Il fallait faire de la sensibilisation pour la prévention qui est essentiel pour atténuer ce phénomène de pédophilie et de pédo-tourisme. Notre ONG a organisé ou co-organisé ou seulement participé à des dizaines de congrès, forums, campagnes de sensibilisation dans des écoles ou quartiers, signé des dizaines de conventions avec des ministères, avec l'UNICEF ainsi que des organismes étatiques ou privés et même étrangers.
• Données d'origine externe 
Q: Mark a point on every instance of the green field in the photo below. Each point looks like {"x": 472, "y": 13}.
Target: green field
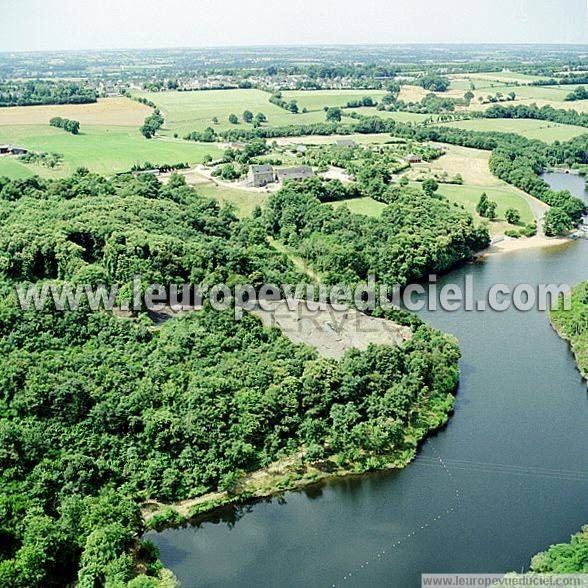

Notre ONG grâce au bénévolat d'artistes et acteurs de renommée et au soutien de producteurs et scénaristes à réaliser ou faire réaliser des courts-métrages pour réveiller la conscience des parents à être plus attentifs à la sécurité de leurs enfants. Mon parcours est celui d'une maman qui a assisté à des drames, et qui a assisté à l‘impuissance des familles devant la justice, devant la société et surtout devant le tabou. Je ne suis pas une femme à être au courant d'une exaction quelconque surtout sur un enfant et me retirer sur la pointe des pieds. Ce combat est difficile, mais au fil du temps nous avons obtenu certains résultats encourageants.
Nous avons été la première association dans le monde arabe à oser défier un sujet qui était considéré « hchouma». En parler était perdu d'avance. Mais nous avons gagné le réveil des consciences et la prise au sérieux du sujet par l'Etat, même si la partie n'est pas encore gagnée. Toute victoire obtenue sur un pédophile est notre rémunération pour les efforts bénévoles que fournissent les militants de l'ONG « touche pas à mon enfant », et nous rassure sur l'avenir de notre pays, de notre société et de nos institutions. Nous aspirons avec l'aide de tous les parents et l'Etat à abolir tout danger pédophile menaçant nos enfants. Nous y arriverons un jour inch Allah.